Under these rather extreme driving conditions, however, the system becomes so prevelent that you feel you could let go of the wheel and the car would drive itself around the course while you sip on your hot cooca. It can be a very comforting feeling when your driving down a winding road and meet a fury creature trying to get to the other side of the road at the exact moment you come aroung that turn. However, on this ice course, where the name of the game was to have fun, it became a nuisance, constantly reajusting power to the wheels by braking, transfering torque to different wheels and, well you get the drift. Needless to say, the car felt like it was on rails, Åke just couldn't get his A6 to do anything other than drive slow and steady. At full throttle I think I could have got out of the car and walked along side of the A6. The saving grace, and by this I mean it allowed us to have fun, was that you could switch off the ESP with the touch of a button located directly to the right of the steering wheel.
And so it was, on the second lap Åke switched off the ESP. It was then that the A6 went from the Sunday church mobile to a devilishly furious car. Down the straight away into turn one the bend on the road seemed to take less and less time to get to after every lap. Around the turns, the car seemed to want to stay on course but the constant input of fuel made the car loose its grip from the frozen river allowing me to experience for the first time true fishtailing. After some laps it was time to give the A6 a break.
Later on in the day, while Ylva had returned from a ride in the TT, and I was waiting for it to cool so I could be next; I heard someone ask another spectator; " Is that the guy from the USA", in Swedish. I can understand Swedish ok so I answered yes. To which he replied, "Wanna go for a ride?". Since the TT was not ready I decided what the hell and hoped in. The black A4 was fitted with rally tires, for maximum traction.

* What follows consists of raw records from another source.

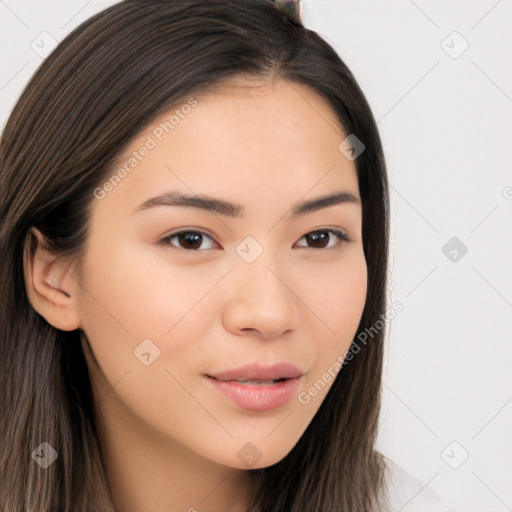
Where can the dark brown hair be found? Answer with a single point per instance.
(103, 83)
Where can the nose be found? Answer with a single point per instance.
(260, 300)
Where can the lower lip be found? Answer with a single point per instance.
(258, 397)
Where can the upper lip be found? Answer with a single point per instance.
(260, 371)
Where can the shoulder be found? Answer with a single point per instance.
(406, 493)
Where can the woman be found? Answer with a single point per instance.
(194, 233)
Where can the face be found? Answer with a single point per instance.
(173, 294)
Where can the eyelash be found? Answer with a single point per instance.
(340, 235)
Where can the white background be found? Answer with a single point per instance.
(446, 124)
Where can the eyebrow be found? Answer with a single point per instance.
(228, 209)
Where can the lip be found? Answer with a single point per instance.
(257, 397)
(260, 371)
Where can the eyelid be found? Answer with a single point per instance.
(340, 234)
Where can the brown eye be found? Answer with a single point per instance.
(188, 240)
(321, 238)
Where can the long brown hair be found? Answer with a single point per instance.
(102, 84)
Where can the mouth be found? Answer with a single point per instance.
(260, 373)
(258, 387)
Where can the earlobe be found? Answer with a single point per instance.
(51, 288)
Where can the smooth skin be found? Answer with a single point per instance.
(171, 441)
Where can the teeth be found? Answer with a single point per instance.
(258, 382)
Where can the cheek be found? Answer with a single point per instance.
(341, 301)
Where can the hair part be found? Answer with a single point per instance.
(99, 88)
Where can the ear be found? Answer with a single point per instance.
(51, 288)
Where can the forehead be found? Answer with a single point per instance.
(243, 139)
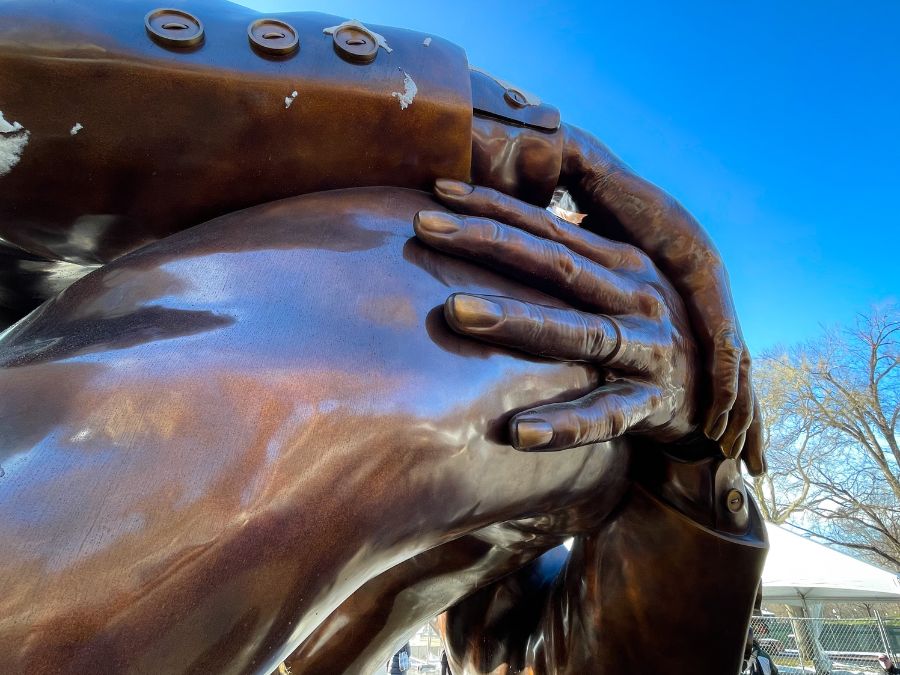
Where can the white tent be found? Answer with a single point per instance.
(799, 570)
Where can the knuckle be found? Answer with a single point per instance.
(633, 257)
(728, 341)
(651, 303)
(567, 265)
(490, 231)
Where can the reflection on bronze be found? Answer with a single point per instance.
(298, 430)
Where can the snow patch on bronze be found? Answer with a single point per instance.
(408, 95)
(13, 139)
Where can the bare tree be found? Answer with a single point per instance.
(831, 410)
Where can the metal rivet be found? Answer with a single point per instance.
(272, 36)
(355, 44)
(515, 98)
(734, 500)
(174, 28)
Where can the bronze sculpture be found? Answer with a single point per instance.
(211, 423)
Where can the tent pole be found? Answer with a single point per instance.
(885, 641)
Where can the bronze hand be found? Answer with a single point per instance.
(641, 335)
(621, 203)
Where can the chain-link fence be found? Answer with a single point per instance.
(827, 646)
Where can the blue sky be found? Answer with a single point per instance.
(776, 123)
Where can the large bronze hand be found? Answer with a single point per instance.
(641, 335)
(625, 206)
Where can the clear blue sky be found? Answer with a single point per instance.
(776, 123)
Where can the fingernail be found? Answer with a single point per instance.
(532, 434)
(437, 222)
(715, 430)
(454, 188)
(471, 311)
(738, 445)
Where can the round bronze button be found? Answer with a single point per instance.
(355, 44)
(515, 98)
(174, 28)
(272, 36)
(734, 500)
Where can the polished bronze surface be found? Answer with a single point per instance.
(328, 418)
(172, 137)
(158, 136)
(208, 448)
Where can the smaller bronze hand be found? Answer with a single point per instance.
(630, 321)
(623, 205)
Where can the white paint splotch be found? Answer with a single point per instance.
(409, 92)
(13, 139)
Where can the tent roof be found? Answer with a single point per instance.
(797, 567)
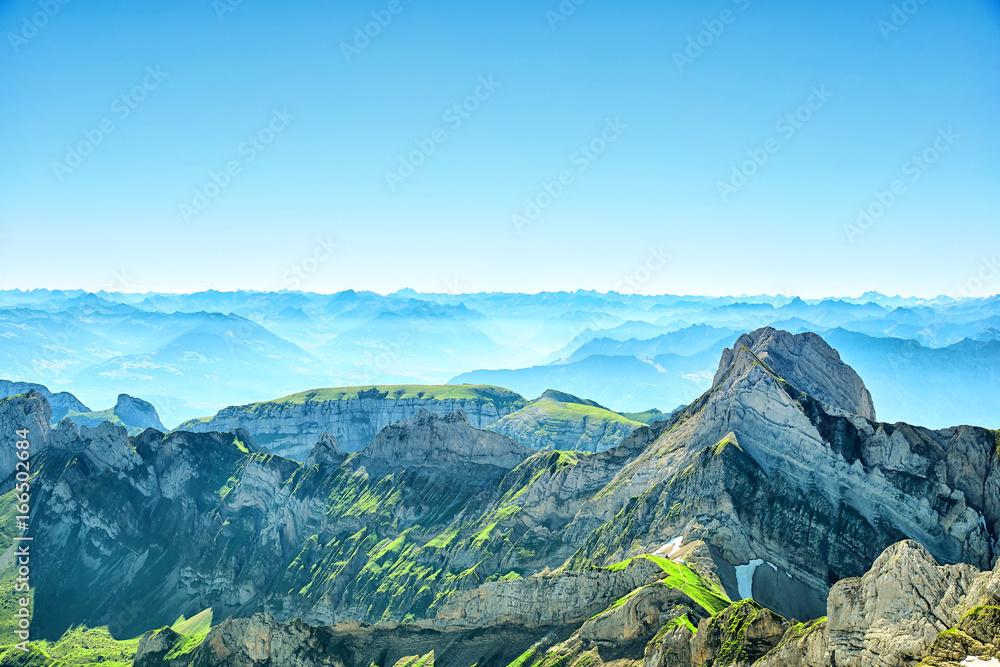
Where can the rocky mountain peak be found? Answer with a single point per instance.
(137, 412)
(447, 442)
(804, 360)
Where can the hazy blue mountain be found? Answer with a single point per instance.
(934, 387)
(684, 342)
(622, 383)
(61, 402)
(135, 414)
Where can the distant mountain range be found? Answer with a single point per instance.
(194, 354)
(772, 521)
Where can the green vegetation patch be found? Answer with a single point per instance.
(78, 646)
(687, 580)
(457, 392)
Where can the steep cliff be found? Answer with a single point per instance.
(354, 415)
(757, 490)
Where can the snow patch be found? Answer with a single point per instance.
(670, 548)
(973, 661)
(744, 578)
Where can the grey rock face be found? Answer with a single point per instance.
(326, 451)
(28, 411)
(891, 615)
(808, 363)
(291, 428)
(561, 421)
(447, 443)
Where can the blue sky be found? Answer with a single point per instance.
(314, 208)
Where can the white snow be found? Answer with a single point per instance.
(744, 578)
(973, 661)
(670, 548)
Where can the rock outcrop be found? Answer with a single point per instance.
(62, 402)
(30, 411)
(354, 415)
(439, 527)
(442, 443)
(561, 421)
(892, 614)
(807, 362)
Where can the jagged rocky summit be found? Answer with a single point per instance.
(438, 534)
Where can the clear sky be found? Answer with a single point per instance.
(312, 119)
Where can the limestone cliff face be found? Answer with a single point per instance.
(445, 528)
(353, 416)
(807, 362)
(761, 470)
(906, 610)
(562, 421)
(429, 440)
(28, 411)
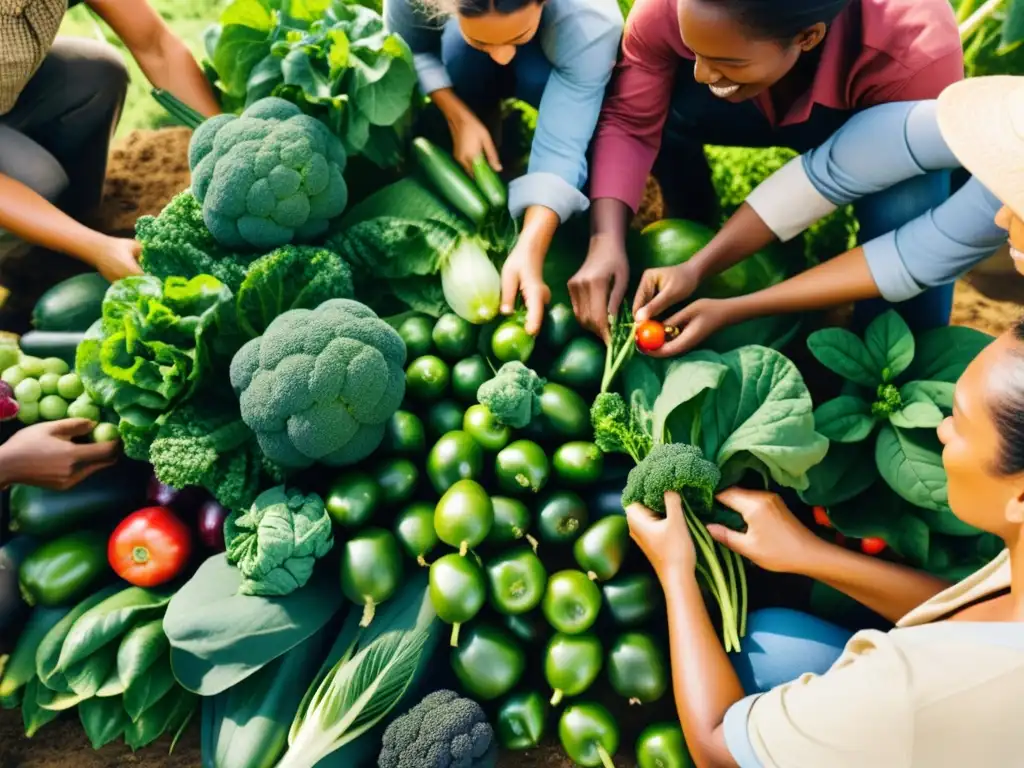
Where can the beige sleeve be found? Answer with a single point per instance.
(858, 714)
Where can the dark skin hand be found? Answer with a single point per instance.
(705, 681)
(44, 455)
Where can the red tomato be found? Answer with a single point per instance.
(871, 546)
(150, 547)
(650, 336)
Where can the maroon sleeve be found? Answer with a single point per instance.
(629, 132)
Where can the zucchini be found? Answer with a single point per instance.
(22, 665)
(12, 607)
(109, 494)
(71, 305)
(60, 344)
(489, 183)
(449, 179)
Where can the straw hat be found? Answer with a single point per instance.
(982, 121)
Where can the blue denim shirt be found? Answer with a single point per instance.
(581, 40)
(876, 150)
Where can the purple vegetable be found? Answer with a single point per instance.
(211, 525)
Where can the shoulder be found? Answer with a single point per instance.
(907, 49)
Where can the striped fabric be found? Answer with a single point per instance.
(28, 29)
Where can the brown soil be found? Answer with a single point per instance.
(146, 169)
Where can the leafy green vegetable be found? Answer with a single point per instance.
(267, 178)
(276, 542)
(320, 385)
(151, 349)
(367, 674)
(219, 637)
(333, 59)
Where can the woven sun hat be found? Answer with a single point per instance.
(982, 122)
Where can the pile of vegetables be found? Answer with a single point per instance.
(364, 519)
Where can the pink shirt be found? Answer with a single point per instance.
(876, 51)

The owner, Andreas, had also fitted the car with a camcorder on the dash to record all the events. While waiting at the starting point for what seemed like forever, someone came up and said; "You driving with him? Here, you are going to need this", and handed me a roll of toilet paper. That very instant it all came together; this is the Audi with the missing front bumper. It turns out, the bumper was lost the night before when Andreas went off the road. Andreas proceeded to tell me that the turbo was no longer with us as it had broken a year earlier. About the same time, I peeked in the back seat and noticed a helmet. "Maybe I should put that on"; I said, to which he replied; " If you want". I thought to myself this camcorder might also record the last few moments of my life.
We were finally given the go ahead and we were speeding toward turn 1 lighting fast. The grip on the tires allowed Andreas to move his car in a forward motion while being completely perpendicular to the road. An exciting feeling for someone that has never quite experienced that extreme. Then came turn 2, a left turn, which meant that the right side of the car was perpendicular to the road. For those keeping score that is the passengers side folks. On every left turn I was torn between two emotions. The first, was one of pure excitement and exhileration. Your going around a turn at speeds you would usually drive on a straight road. It was something most people don't experience on an everyday bases. It's the kind of thing you see in the movies. The adrenaline rush was wonderful. The second feeling was one of, this is insane, this car is going sideways and still moving forward and the ice seems to be getting closer to my door. I hope these tires hold. I asked Andreas if he had competed at all, to which he replied; "Nah..Nah". I'm not sure if I actually wanted to know the answer to that question, as he entered yet another left turn. After some laps we came in and I got out of the A4 with a slightly bigger grin.
Then it came time for the TT. The Devorcer, as I so aptly named because, Petter, the driver had decided to go for broke and bring his wifes TT to the isträff. As we are given the go ahead and began to tear down the straightaway into turn one, Petter says, "If anything happens to this car I'm a dead man". Understandable, given the fact that we are in a 1.8L 225hp turbo roadster given as a gift just a few months ago, and turn 1 was quickly upon us. The TT was another example of what the engineers over in the german auto makers facilities spend their workdays on. The TT just seemed to be tethered to the course. Even with only two good tires, as Petter explained, I still felt completly safe in the cabin of the Devorcer. Since the recently replaced engine on this baby had barely gotten off Audi's power plant assembly line, Petter brought her in for a rest.
I was having a great time except for one thing. I still hadn't given the course a try myself. I had come with the right wheels but couldn't use them. After all, the only type of driving I had done that even remotely came close to this was at about 30kph on a parking lot, and it wasn't very good. However, Åke was gracious enough to let Ylva and I drive the family car. I thought it would be a great opportunity for us to learn some technics. Ylva was first behind the wheel. Down the first straight away you hear this giggle followed by a weee coming from her . She did the first lap with the ESP on, just to get the hang of it. On the second lap, the ESP was deactivated and thats when the fishtailing began. I have to hand it to Ylva, she seemed quite comfortable at making the turns and good at taking direction. She spun out once, and wound up facing the wrong way on the track. Just then I saw that around the corner came an A4. A black one. A black A4 without the front bumper. Yes, its Andreas. Thankfully there were no incidents, and after a few more laps she brought in the car. Now it was my turn.